Небольшую группу людей, расположившуюся на речном берегу, он сперва не увидел, заметил только когда один из них, плечистый седой мужчина в рубахе с закатанными до локтей рукавами, поднялся, взмахнул рукой и громко его окликнул:
– Добрый день! Меняю кофе с пирожным на сигарету! Если она у вас есть, соглашайтесь, эклеры у нас хоть куда, такие кому попало не снятся, а наяву их вообще невозможно испечь: крем замешан на облаках, взбитых юго-западным ветром в последнюю летнюю ночь, почти целый месяц назад, представляете, как он хорошо настоялся? Ну что, по рукам?

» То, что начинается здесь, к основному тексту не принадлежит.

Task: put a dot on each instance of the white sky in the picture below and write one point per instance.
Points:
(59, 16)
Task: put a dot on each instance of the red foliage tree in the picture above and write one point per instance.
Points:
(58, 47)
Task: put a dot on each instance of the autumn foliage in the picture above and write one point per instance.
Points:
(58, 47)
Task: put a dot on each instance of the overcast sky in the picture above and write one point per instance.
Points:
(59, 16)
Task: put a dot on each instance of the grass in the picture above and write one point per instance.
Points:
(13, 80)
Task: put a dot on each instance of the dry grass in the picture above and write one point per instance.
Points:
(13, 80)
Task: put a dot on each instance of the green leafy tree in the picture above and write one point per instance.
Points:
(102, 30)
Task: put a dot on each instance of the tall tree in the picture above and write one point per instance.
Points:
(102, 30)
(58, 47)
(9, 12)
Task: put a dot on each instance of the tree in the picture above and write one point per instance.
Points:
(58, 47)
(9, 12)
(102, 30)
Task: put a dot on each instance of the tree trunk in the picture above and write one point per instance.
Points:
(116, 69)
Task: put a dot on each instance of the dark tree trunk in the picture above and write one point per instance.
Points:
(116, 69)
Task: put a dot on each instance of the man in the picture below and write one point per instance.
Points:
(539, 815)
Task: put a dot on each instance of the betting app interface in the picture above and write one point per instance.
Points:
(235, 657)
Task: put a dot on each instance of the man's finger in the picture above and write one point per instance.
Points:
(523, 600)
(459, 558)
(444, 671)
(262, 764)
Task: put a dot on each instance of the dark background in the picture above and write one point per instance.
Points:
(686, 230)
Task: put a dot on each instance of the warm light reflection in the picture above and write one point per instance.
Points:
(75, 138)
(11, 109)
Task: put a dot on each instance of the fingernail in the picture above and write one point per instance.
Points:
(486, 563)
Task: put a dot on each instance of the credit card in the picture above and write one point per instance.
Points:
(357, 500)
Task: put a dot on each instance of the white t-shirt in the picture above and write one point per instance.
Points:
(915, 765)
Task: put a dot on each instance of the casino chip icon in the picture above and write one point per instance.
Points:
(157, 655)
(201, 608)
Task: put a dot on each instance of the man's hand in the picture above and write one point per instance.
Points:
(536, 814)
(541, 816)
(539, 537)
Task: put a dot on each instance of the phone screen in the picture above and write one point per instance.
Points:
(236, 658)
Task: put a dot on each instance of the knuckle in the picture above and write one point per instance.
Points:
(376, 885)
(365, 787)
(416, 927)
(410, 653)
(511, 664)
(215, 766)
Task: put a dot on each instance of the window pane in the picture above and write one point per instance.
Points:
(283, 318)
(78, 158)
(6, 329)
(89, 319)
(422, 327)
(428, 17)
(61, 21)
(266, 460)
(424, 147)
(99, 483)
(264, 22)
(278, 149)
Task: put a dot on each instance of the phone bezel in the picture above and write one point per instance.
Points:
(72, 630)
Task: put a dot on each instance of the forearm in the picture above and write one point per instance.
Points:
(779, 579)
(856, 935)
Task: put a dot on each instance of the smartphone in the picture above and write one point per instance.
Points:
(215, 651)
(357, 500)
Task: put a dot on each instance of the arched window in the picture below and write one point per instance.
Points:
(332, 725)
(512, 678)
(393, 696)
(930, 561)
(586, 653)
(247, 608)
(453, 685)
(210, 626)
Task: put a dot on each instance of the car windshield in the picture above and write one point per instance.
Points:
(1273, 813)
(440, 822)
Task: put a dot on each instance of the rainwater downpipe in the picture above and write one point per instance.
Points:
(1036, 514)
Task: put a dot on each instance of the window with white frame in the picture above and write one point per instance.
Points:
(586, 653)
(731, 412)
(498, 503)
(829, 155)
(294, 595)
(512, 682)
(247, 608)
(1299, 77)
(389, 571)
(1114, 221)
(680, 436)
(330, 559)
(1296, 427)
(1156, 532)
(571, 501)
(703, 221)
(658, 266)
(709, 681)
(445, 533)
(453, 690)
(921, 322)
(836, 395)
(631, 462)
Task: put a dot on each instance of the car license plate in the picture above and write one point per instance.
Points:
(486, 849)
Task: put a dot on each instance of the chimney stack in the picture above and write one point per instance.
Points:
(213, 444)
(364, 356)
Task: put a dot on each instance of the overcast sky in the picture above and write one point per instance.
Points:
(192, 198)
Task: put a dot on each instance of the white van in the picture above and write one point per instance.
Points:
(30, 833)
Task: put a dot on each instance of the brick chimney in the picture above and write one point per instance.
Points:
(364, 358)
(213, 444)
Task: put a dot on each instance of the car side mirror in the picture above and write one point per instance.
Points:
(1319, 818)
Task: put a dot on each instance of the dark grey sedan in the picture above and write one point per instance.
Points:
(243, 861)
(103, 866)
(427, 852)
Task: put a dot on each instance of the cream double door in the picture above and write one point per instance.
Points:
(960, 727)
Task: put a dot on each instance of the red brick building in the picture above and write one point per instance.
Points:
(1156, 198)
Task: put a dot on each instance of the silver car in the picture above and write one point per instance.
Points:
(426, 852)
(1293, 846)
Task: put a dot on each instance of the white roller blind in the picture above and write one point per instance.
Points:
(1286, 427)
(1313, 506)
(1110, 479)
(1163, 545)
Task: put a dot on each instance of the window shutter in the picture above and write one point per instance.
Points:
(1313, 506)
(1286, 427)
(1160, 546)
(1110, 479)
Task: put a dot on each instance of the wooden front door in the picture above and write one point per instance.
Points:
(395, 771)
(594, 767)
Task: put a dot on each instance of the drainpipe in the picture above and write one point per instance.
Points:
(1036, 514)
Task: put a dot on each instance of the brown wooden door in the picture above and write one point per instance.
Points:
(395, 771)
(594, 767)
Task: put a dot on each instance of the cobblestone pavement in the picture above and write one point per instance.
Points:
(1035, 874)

Матиас застыл на месте, пытаясь понять смысл фразы. Слишком она была запутана, слишком много слов, лишняя, ненужная информация для человека, у которого сейчас одна цель: спасти свою жизнь и бессмертную душу от школьного экзамена по химии, пока поезд, счастливый последний поезд в благословенный тихий Тернополь еще не ушел.
Наконец кое-как перевел сказанное с чужого языка на свой, понял только, что у него просят сигарету. Наяву именно сигаретами никогда ни с кем не делился, не из скупости, просто не любил вот таких хитрожопых курильщиков, норовящих поживиться за чужой счет. Но сейчас почему-то сразу решил, будто щедрый поступок придаст ему сил, а они как раз очень нужны, чтобы удерживать на месте время, пока он будет бежать на вокзал. Полез в карман, вместо кармана рука каким-то образом провалилась в ящик письменного стола, который был у него еще на прошлой работе, но сигареты там нашлись, причем не какие попало, а в черной пачке, английские, купил в дьюти-фри по дороге из отпуска три с лишним года назад – надо же, сколько всего вдруг ожило в памяти и пролилось на него благодатным дождем, даже почти перестал бояться предстоящего экзамена, вернее, верить в него почти перестал, но все еще полагал, что благоразумней уехать из города, если получится. Если удастся успеть на вожделенный последний поезд, шансов, положа руку на сердце, совсем немного; впрочем, пока я тут стою, время, кажется, тоже не идет.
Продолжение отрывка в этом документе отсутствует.